Camille and I decided to try out the cornhole game. I've never really played it but I think Camille has a time or two. I don't know the game rules but they had two cornhole boards, very far apart, almost four lanes of traffic. Camille got at one end, I at the other.
She's only 6. On top of that she was acting very goofy Friday evening. These factors combined for a pretty ridiculous cornhole game. She would wind up her arm to throw the bean bag and it would go straight up into the air then land about 3 feet away from her. Several times her stray bean bags hit the musical audience. One time a bean bag knocked off a lady's hat...behind her.
We were both giggling in the street as we threw the bean bags. The music was really good so we also danced while we played. I was pretty pleased with my cornhole performance. Almost all bean bags landed on the board and about 1/5 went in the hole. My record might have been better if Camille didn't try to catch the bags as I tossed them. She repeatedly stood in the way and gathered up all the wayward bags, making a mountain of them right in front of the hole. I don't know the rules but I don't think that was allowed.

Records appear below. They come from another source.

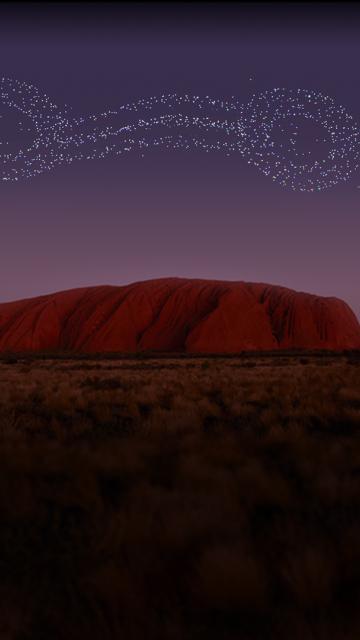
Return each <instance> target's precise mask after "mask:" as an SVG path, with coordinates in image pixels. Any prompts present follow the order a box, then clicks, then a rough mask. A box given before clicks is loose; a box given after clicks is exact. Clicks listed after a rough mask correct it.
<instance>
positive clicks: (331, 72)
mask: <svg viewBox="0 0 360 640" xmlns="http://www.w3.org/2000/svg"><path fill="white" fill-rule="evenodd" d="M356 11H357V14H356ZM359 14H360V12H359V11H358V10H357V9H356V7H352V8H351V7H350V5H347V4H344V3H332V4H326V3H324V4H319V5H315V4H314V3H304V4H302V5H301V4H300V5H298V6H292V7H291V6H290V5H288V6H286V5H283V6H281V5H277V4H275V3H274V4H269V5H266V6H265V5H262V4H260V3H259V4H258V3H252V5H251V6H249V5H247V4H238V5H227V4H225V3H212V4H206V3H203V4H201V5H191V4H188V3H183V4H179V5H172V6H171V7H170V6H169V5H165V4H164V5H161V4H159V5H156V4H151V3H148V5H147V6H146V5H142V4H140V3H133V4H132V6H129V5H127V4H122V5H121V4H119V5H107V4H106V3H102V4H100V3H98V4H97V3H92V4H88V5H87V4H86V3H84V4H83V5H81V6H76V5H74V4H66V3H64V4H63V5H51V4H49V5H45V6H44V8H43V9H40V8H39V7H37V5H34V4H31V3H28V4H27V5H26V6H25V5H24V6H22V5H20V4H16V3H15V4H13V5H12V6H10V5H6V4H2V5H1V7H0V60H1V73H0V75H1V76H11V77H14V78H18V79H20V80H24V81H26V82H30V83H32V84H35V85H36V86H38V87H39V89H40V90H41V91H43V92H44V93H47V94H48V95H49V96H50V97H51V98H53V100H54V101H55V102H56V103H57V104H59V105H62V104H64V103H68V104H70V105H71V106H72V111H73V114H74V116H76V115H77V114H88V113H96V112H97V111H102V110H106V109H110V108H115V109H116V108H117V107H119V106H120V105H121V104H123V103H125V102H128V101H132V100H135V99H137V98H140V97H146V96H151V95H156V94H161V93H163V92H165V93H169V92H172V91H176V92H177V93H194V94H200V95H211V96H214V97H215V98H216V97H218V98H228V97H230V96H232V95H235V96H238V97H239V99H240V100H241V101H244V102H245V101H247V100H248V99H249V98H250V96H251V94H252V93H253V92H254V91H258V90H259V91H260V90H264V89H270V88H272V87H276V86H281V87H292V88H297V87H303V88H309V89H314V90H319V91H321V92H323V93H326V94H328V95H330V96H332V97H333V98H335V99H336V100H337V101H338V102H339V103H341V104H343V105H344V106H345V107H346V109H347V111H348V112H349V113H350V114H352V115H353V116H354V117H355V119H357V120H360V85H359V81H358V61H359V59H360V37H359V35H360V33H359V32H360V20H359V17H360V15H359ZM20 16H21V18H20ZM249 77H253V78H254V80H253V81H249ZM358 185H360V173H359V172H358V173H357V174H355V175H354V177H353V179H351V180H350V181H349V182H347V183H345V184H343V185H341V186H338V187H335V188H333V189H329V190H326V191H323V192H320V193H315V194H308V193H300V192H293V191H289V190H286V189H283V188H282V187H280V186H278V185H276V184H273V183H272V182H271V180H269V179H268V178H266V177H265V176H263V175H262V174H261V173H259V172H258V171H257V170H256V168H254V167H248V166H247V165H246V163H245V162H244V161H242V159H241V158H240V157H237V156H235V155H234V156H232V157H225V156H220V155H219V156H218V155H211V154H205V153H201V152H199V153H190V154H189V153H185V152H169V151H165V150H164V151H156V152H155V151H152V152H149V153H148V154H147V155H145V157H144V158H143V159H140V158H138V157H136V156H135V155H134V156H129V157H126V158H119V159H105V160H99V161H93V162H82V163H78V164H74V165H72V166H68V167H61V168H60V169H57V170H56V171H54V172H53V173H49V174H44V175H42V176H39V177H37V178H34V179H33V180H29V181H26V182H24V183H0V215H1V234H0V301H6V300H11V299H16V298H21V297H30V296H35V295H40V294H43V293H48V292H51V291H56V290H61V289H70V288H73V287H81V286H87V285H97V284H125V283H128V282H131V281H135V280H145V279H149V278H157V277H165V276H182V277H196V278H216V279H229V280H248V281H262V282H269V283H273V284H282V285H284V286H288V287H291V288H294V289H298V290H303V291H309V292H312V293H317V294H321V295H330V296H338V297H341V298H343V299H344V300H346V301H347V302H348V303H349V304H350V305H351V306H352V308H353V309H354V311H355V312H356V313H357V315H358V316H359V317H360V288H359V277H358V274H359V264H360V253H359V238H360V216H359V210H360V189H359V188H358Z"/></svg>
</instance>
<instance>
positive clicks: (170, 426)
mask: <svg viewBox="0 0 360 640" xmlns="http://www.w3.org/2000/svg"><path fill="white" fill-rule="evenodd" d="M359 436H360V353H359V352H344V353H340V354H332V353H328V352H298V353H296V352H291V353H290V352H283V353H276V352H275V353H268V354H264V353H263V354H259V353H258V354H247V353H244V354H241V355H240V356H233V357H230V356H216V357H208V356H206V357H203V356H198V357H195V356H191V357H190V356H183V355H181V356H176V355H171V354H163V355H162V356H159V355H154V354H141V355H133V356H126V357H125V356H120V355H119V354H107V355H94V356H89V355H87V356H78V357H74V356H70V355H69V354H33V355H26V354H3V355H2V356H1V358H0V468H1V483H0V638H1V640H65V639H66V640H80V639H82V638H87V639H89V640H92V639H94V640H95V639H96V640H100V639H101V640H108V639H113V638H116V639H117V638H126V640H193V639H194V640H195V639H196V640H197V639H202V638H204V639H206V640H212V639H214V640H255V639H256V640H267V639H271V640H272V639H274V640H275V639H276V640H290V639H291V640H355V639H356V638H359V637H360V438H359Z"/></svg>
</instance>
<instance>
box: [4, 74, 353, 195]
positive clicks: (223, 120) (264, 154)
mask: <svg viewBox="0 0 360 640" xmlns="http://www.w3.org/2000/svg"><path fill="white" fill-rule="evenodd" d="M0 98H1V103H0V114H1V105H2V108H3V109H4V108H5V111H6V110H7V111H9V109H10V110H11V111H13V110H14V112H15V113H16V114H18V115H19V116H20V117H21V120H22V121H23V120H24V119H25V120H26V119H27V122H28V125H29V126H28V129H27V131H28V132H29V131H30V132H32V133H33V139H32V140H31V141H30V142H29V143H28V144H26V145H24V148H23V149H18V150H11V151H9V150H7V149H5V151H4V152H3V149H4V147H6V146H8V145H9V143H8V142H6V141H5V142H4V141H3V142H0V176H1V180H2V181H18V180H21V179H24V178H32V177H34V176H36V175H38V174H41V173H43V172H45V171H50V170H52V169H54V168H56V167H57V166H60V165H62V164H71V163H72V162H74V161H75V160H91V159H99V158H105V157H107V156H120V155H123V154H126V153H128V152H130V151H133V152H134V151H136V152H138V153H139V154H140V156H142V155H143V154H144V152H145V151H147V150H150V149H152V148H156V147H164V148H166V149H170V150H175V149H183V150H187V151H191V150H196V149H199V150H203V151H205V152H208V153H209V152H214V151H217V152H219V151H220V152H222V153H225V154H226V155H231V154H234V153H236V154H239V155H240V156H241V157H242V158H243V159H244V160H245V161H247V162H248V164H252V165H254V166H256V167H257V168H258V169H259V170H260V171H261V172H262V173H264V174H265V175H266V176H269V177H270V178H271V179H272V180H273V181H275V182H277V183H278V184H280V185H281V186H283V187H288V188H290V189H293V190H296V191H306V192H313V191H321V190H324V189H327V188H329V187H333V186H335V185H337V184H338V183H339V182H341V181H346V180H348V179H349V178H350V176H351V175H352V173H353V172H354V171H355V170H356V169H357V168H358V166H359V153H360V130H359V127H358V125H357V124H356V123H355V121H354V119H353V117H352V116H351V115H349V114H347V112H346V110H345V108H344V107H342V106H339V105H337V104H336V103H335V102H334V100H333V99H332V98H331V97H329V96H326V95H323V94H321V93H318V92H315V91H313V90H306V89H280V88H274V89H271V90H269V91H264V92H262V93H258V94H254V95H253V96H252V98H251V99H250V101H249V102H248V103H247V104H241V103H240V102H239V101H237V100H236V99H235V98H232V99H231V100H229V101H226V100H219V99H212V98H210V97H208V96H206V97H203V98H201V97H199V96H189V95H186V94H185V95H177V94H168V95H165V94H164V95H161V96H153V97H149V98H143V99H141V100H138V101H137V102H133V103H128V104H126V105H123V106H121V107H120V108H119V109H117V110H114V111H105V112H104V113H101V114H98V115H88V116H81V117H77V118H70V117H69V111H68V110H67V109H64V110H61V109H59V107H58V106H57V105H56V104H54V103H53V102H52V101H51V100H50V99H49V98H48V97H47V96H46V95H43V94H41V93H40V92H39V91H38V89H37V88H36V87H34V86H32V85H30V84H27V83H25V82H19V81H17V80H14V79H9V78H2V79H1V80H0ZM20 124H21V127H20V132H22V131H23V130H24V129H23V126H24V125H23V122H21V123H20ZM304 125H305V126H307V125H311V126H315V127H317V129H318V130H319V131H320V133H319V134H318V136H320V137H317V138H316V139H315V140H314V139H311V140H310V144H308V143H309V140H308V137H307V136H302V128H303V127H304ZM304 143H305V149H304V148H303V147H304ZM314 143H316V144H317V143H320V144H319V145H318V147H321V144H322V146H323V147H325V153H323V156H322V157H318V154H317V153H316V154H315V152H314ZM306 145H307V147H308V148H307V147H306ZM315 146H316V145H315ZM309 147H310V148H309Z"/></svg>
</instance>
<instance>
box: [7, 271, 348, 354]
mask: <svg viewBox="0 0 360 640" xmlns="http://www.w3.org/2000/svg"><path fill="white" fill-rule="evenodd" d="M359 348H360V325H359V322H358V320H357V318H356V316H355V314H354V313H353V311H352V310H351V309H350V307H349V306H348V305H347V304H346V303H345V302H343V301H342V300H340V299H338V298H330V297H320V296H317V295H312V294H309V293H303V292H296V291H293V290H291V289H288V288H285V287H281V286H275V285H267V284H260V283H248V282H227V281H217V280H200V279H185V278H162V279H157V280H148V281H144V282H136V283H133V284H129V285H125V286H109V285H107V286H95V287H86V288H79V289H72V290H68V291H61V292H58V293H53V294H48V295H43V296H39V297H36V298H30V299H25V300H20V301H15V302H7V303H3V304H0V351H1V352H23V351H44V350H51V351H57V350H59V351H69V352H83V353H94V352H109V351H118V352H134V351H146V350H149V351H163V352H186V353H236V352H239V351H253V350H256V351H258V350H260V351H261V350H274V349H275V350H276V349H332V350H344V349H359Z"/></svg>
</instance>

The bean bags were color coded for each game. Ours were green and white. Next to us was yellow and orange. There was also red/blue and purple/pink. I think Camille thought the game's goal was to collect as many bag colors as possible. Every now and then she would disappear, dodge hard flying bean bags from the other cornhole games and try to snatch some of the other game's bags.
I knew she shouldn't be doing that but it made me laugh so hard I hadn't the air to stop her. Now before you cornhole fanatic purists so pish poshing this position, you gotta know that, with the exception of me, all four cornhole games were made up of kids. Camille and I were the only girls. The rest were boys who seemed to think the game was dodge bag rather than cornhole. They were having all out wars with the bean bags, like a painful snowball fight.

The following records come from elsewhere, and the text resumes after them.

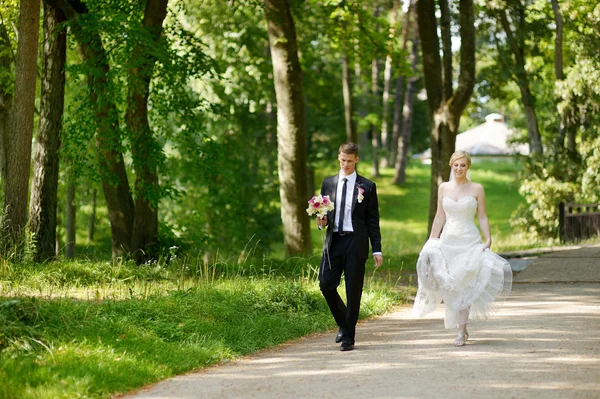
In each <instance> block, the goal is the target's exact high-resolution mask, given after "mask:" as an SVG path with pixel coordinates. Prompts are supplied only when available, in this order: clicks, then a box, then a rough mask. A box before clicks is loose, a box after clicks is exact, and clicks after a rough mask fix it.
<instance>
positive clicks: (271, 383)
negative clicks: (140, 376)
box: [128, 245, 600, 399]
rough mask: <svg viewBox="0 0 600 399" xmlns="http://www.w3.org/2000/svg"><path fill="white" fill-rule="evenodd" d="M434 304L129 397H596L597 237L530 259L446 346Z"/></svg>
mask: <svg viewBox="0 0 600 399" xmlns="http://www.w3.org/2000/svg"><path fill="white" fill-rule="evenodd" d="M442 318H443V308H442V307H440V308H439V309H438V310H437V311H436V312H435V313H433V314H432V315H431V317H430V318H427V319H413V318H412V317H411V316H410V307H403V308H400V309H397V311H395V312H392V313H389V314H387V315H385V316H383V317H379V318H376V319H372V320H369V321H367V322H364V323H361V324H360V325H359V326H358V328H357V344H356V349H355V350H354V351H351V352H343V353H342V352H340V351H339V349H338V348H339V345H337V344H335V343H334V342H333V340H334V336H335V332H331V333H328V334H318V335H314V336H310V337H305V338H303V339H300V340H298V341H295V342H292V343H289V344H286V345H282V346H280V347H278V348H276V349H274V350H270V351H264V352H261V353H259V354H257V355H254V356H251V357H248V358H245V359H242V360H240V361H238V362H234V363H229V364H224V365H220V366H218V367H213V368H210V369H208V370H205V371H202V372H199V373H193V374H187V375H184V376H179V377H175V378H173V379H170V380H167V381H163V382H161V383H158V384H156V385H154V386H152V387H149V388H147V389H144V390H141V391H139V392H137V393H136V394H133V395H132V396H128V397H129V398H165V399H166V398H206V399H209V398H300V397H307V398H339V397H347V398H442V397H443V398H446V399H452V398H464V397H470V398H544V399H551V398H561V399H563V398H600V245H597V246H590V247H585V248H582V249H575V250H571V251H565V252H562V253H552V254H550V255H548V256H543V257H539V258H536V259H535V260H534V261H533V262H532V263H531V264H530V265H529V266H528V267H527V268H526V269H525V271H523V272H521V273H519V274H518V275H517V276H516V277H515V284H514V286H513V293H512V294H511V296H510V298H509V299H508V300H507V302H506V303H505V304H504V306H503V307H502V308H501V311H500V312H499V313H498V315H496V316H495V317H494V318H492V319H490V320H488V321H486V322H484V323H471V324H469V332H470V334H471V338H470V339H469V341H468V343H467V345H466V346H465V347H462V348H455V347H454V346H453V345H452V342H453V340H454V335H455V334H454V332H453V331H450V330H444V328H443V320H442Z"/></svg>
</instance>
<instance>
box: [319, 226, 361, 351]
mask: <svg viewBox="0 0 600 399" xmlns="http://www.w3.org/2000/svg"><path fill="white" fill-rule="evenodd" d="M331 240H332V241H331V245H330V247H329V257H327V255H325V254H324V256H323V260H322V262H321V268H320V271H319V282H320V288H321V292H322V293H323V296H324V297H325V300H326V301H327V305H329V309H330V310H331V313H332V314H333V317H334V319H335V321H336V323H337V325H338V326H339V327H340V329H341V331H342V341H343V342H345V343H350V344H354V336H355V334H356V323H357V322H358V313H359V311H360V299H361V297H362V290H363V285H364V281H365V263H366V261H367V259H366V258H365V259H361V258H359V256H358V253H357V250H356V241H355V237H354V235H353V234H350V235H345V236H340V235H338V234H337V233H333V235H332V237H331ZM330 262H331V267H330ZM342 274H343V275H344V278H345V282H346V304H344V301H343V300H342V298H341V297H340V295H339V294H338V292H337V288H338V286H339V285H340V281H341V279H342Z"/></svg>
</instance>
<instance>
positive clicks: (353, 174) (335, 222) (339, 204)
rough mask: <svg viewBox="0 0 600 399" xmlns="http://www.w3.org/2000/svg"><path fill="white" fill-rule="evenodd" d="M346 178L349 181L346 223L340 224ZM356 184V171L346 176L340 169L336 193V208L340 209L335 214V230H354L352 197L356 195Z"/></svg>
mask: <svg viewBox="0 0 600 399" xmlns="http://www.w3.org/2000/svg"><path fill="white" fill-rule="evenodd" d="M344 178H346V179H348V183H346V203H345V208H346V209H344V225H343V226H339V223H340V216H341V214H342V213H341V211H342V210H341V209H340V208H341V207H342V190H343V189H344ZM355 184H356V171H354V172H352V174H351V175H349V176H344V174H343V173H342V172H341V171H340V173H339V174H338V188H337V193H336V195H335V209H338V210H339V212H336V214H335V222H334V224H333V231H334V232H338V231H346V232H348V231H354V228H353V227H352V199H353V197H354V186H355Z"/></svg>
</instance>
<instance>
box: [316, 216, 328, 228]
mask: <svg viewBox="0 0 600 399" xmlns="http://www.w3.org/2000/svg"><path fill="white" fill-rule="evenodd" d="M317 226H318V227H319V229H322V228H324V227H325V226H327V216H323V217H322V218H317Z"/></svg>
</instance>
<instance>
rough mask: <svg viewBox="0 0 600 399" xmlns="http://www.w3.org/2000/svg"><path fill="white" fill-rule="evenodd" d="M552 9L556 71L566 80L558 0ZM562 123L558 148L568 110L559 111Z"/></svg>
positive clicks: (560, 144) (560, 139) (560, 19)
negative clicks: (564, 67)
mask: <svg viewBox="0 0 600 399" xmlns="http://www.w3.org/2000/svg"><path fill="white" fill-rule="evenodd" d="M550 2H551V3H552V11H553V12H554V22H555V23H556V37H555V38H554V72H555V74H556V80H557V81H561V80H564V78H565V75H564V71H563V25H564V24H563V17H562V13H561V12H560V7H559V5H558V0H551V1H550ZM561 101H562V98H558V99H557V103H560V102H561ZM558 114H559V115H560V124H559V127H558V136H557V138H556V145H557V147H558V148H564V146H565V136H566V129H567V123H568V122H567V111H566V110H565V111H563V113H561V112H559V113H558Z"/></svg>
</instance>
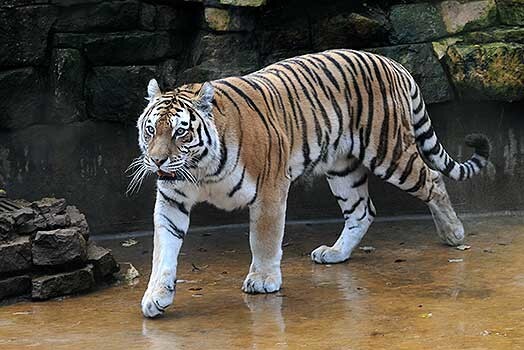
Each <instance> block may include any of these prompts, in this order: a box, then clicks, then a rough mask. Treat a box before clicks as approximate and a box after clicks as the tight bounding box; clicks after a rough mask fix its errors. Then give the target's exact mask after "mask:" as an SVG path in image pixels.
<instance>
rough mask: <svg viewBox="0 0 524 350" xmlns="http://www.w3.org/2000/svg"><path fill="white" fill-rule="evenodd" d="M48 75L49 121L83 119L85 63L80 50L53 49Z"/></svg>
mask: <svg viewBox="0 0 524 350" xmlns="http://www.w3.org/2000/svg"><path fill="white" fill-rule="evenodd" d="M50 77H51V79H50V80H51V81H50V85H51V86H50V90H51V101H50V112H49V114H50V118H51V121H52V122H54V123H56V122H62V123H70V122H74V121H80V120H83V119H85V101H84V84H83V82H84V78H85V63H84V58H83V57H82V55H81V53H80V51H79V50H75V49H54V50H53V52H52V55H51V72H50Z"/></svg>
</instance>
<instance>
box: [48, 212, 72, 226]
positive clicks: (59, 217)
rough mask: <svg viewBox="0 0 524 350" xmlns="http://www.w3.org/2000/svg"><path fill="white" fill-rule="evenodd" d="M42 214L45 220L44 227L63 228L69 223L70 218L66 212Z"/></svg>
mask: <svg viewBox="0 0 524 350" xmlns="http://www.w3.org/2000/svg"><path fill="white" fill-rule="evenodd" d="M43 216H44V219H45V221H46V228H48V229H57V228H65V227H67V226H69V225H70V224H71V220H70V219H69V216H67V214H60V215H58V214H54V215H53V214H44V215H43Z"/></svg>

Eventually we tired of the game and left the multicolored bean bags in a heap on the street. Jerry arrived and the three of us went to listen to the Pendleton jazz musicians and look through the art studios.

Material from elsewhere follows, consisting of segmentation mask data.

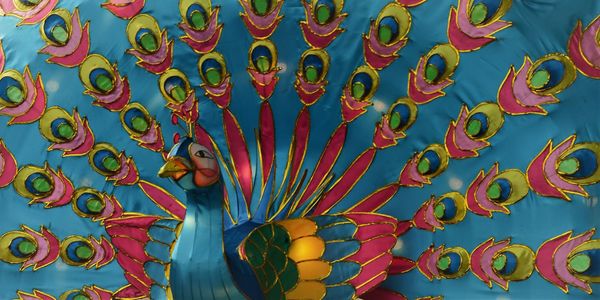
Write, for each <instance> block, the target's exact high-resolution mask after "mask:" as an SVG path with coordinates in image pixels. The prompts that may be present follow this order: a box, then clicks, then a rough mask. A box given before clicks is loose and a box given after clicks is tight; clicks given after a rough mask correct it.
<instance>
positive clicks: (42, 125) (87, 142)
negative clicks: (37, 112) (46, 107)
mask: <svg viewBox="0 0 600 300" xmlns="http://www.w3.org/2000/svg"><path fill="white" fill-rule="evenodd" d="M39 128H40V133H41V134H42V136H43V137H44V138H45V139H46V140H48V141H49V142H51V143H52V145H50V147H48V151H51V150H62V151H63V154H62V155H63V156H81V155H85V154H87V153H88V152H90V150H91V149H92V147H93V146H94V134H93V133H92V131H91V129H90V126H89V124H88V121H87V118H81V116H80V115H79V112H78V111H77V109H73V115H70V114H69V113H68V112H67V111H65V110H64V109H62V108H60V107H58V106H53V107H50V108H49V109H48V110H47V111H46V113H45V114H44V115H43V116H42V118H41V119H40V123H39Z"/></svg>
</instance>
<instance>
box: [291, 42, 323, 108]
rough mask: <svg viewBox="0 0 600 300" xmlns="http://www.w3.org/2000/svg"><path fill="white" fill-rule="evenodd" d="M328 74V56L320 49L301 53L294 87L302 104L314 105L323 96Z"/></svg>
mask: <svg viewBox="0 0 600 300" xmlns="http://www.w3.org/2000/svg"><path fill="white" fill-rule="evenodd" d="M328 73H329V55H328V54H327V52H325V51H323V50H320V49H309V50H306V51H304V53H302V57H301V58H300V62H299V63H298V72H296V82H295V83H294V87H295V88H296V92H297V93H298V97H300V102H302V104H304V105H306V106H309V105H313V104H315V103H316V102H317V101H318V100H319V99H320V98H321V97H322V96H323V95H324V94H325V87H326V86H327V79H325V78H326V77H327V74H328Z"/></svg>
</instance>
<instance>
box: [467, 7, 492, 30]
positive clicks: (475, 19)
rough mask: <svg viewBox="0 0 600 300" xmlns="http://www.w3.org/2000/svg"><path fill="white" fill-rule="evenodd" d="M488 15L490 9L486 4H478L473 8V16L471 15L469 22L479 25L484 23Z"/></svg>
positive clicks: (473, 24)
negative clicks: (488, 8) (487, 6)
mask: <svg viewBox="0 0 600 300" xmlns="http://www.w3.org/2000/svg"><path fill="white" fill-rule="evenodd" d="M487 14H488V8H487V5H485V3H481V2H480V3H477V4H475V5H474V6H473V8H471V14H470V15H469V20H470V21H471V24H473V25H479V24H481V23H483V22H484V21H485V20H486V18H487Z"/></svg>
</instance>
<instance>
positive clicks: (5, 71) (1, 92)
mask: <svg viewBox="0 0 600 300" xmlns="http://www.w3.org/2000/svg"><path fill="white" fill-rule="evenodd" d="M46 100H47V99H46V91H45V90H44V84H43V83H42V77H41V76H40V75H39V74H38V75H37V78H36V79H35V81H34V79H33V77H32V76H31V72H30V71H29V67H25V70H24V71H23V74H21V73H19V72H18V71H16V70H6V71H4V72H2V73H0V115H5V116H10V117H11V119H10V121H8V125H13V124H28V123H33V122H35V121H37V120H39V119H40V118H41V117H42V115H43V114H44V111H45V110H46Z"/></svg>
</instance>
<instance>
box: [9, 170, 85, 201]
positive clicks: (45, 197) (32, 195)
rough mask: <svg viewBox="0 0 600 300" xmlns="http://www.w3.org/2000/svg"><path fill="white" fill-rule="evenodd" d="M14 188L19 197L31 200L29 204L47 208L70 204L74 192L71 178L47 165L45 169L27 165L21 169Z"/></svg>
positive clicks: (72, 184)
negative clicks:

While Jerry was enjoying the music, Camille and I went to the ladies room. She had to poop. She was really straining on the pot, told me she couldn't seem to make any progress. She was straining too hard and her face turned red. With a red face and strained voice, she oddly asked me, "how did Elvis die?" I tilted my head. "I don't know, how?" "No", she said, "how did Elvis die?" Again, I said, "I don't know, how did he?". She relaxed her strain and gave me a puzzled look.
When it dawned on me, the situation's funny factor increased. She wasn't telling me a joke, asking me a question so she could set up the punchline. She really wanted to know how Elvis died. I gave her all the information I had available to me. I said, "he was overweight, took too many drugs and had a heart attack I think". "Oh", she said, then went back to straining, her face turning red again. I encouraged her to stop trying so hard, pinch it off and let it brew.
Later, when I was tucking her into bed, she told me that she thought Elvis died when he tried too hard to poop, causing something to break inside him. Apparently she feared this same fate. She also apparently had more information about Elvis' death than I did.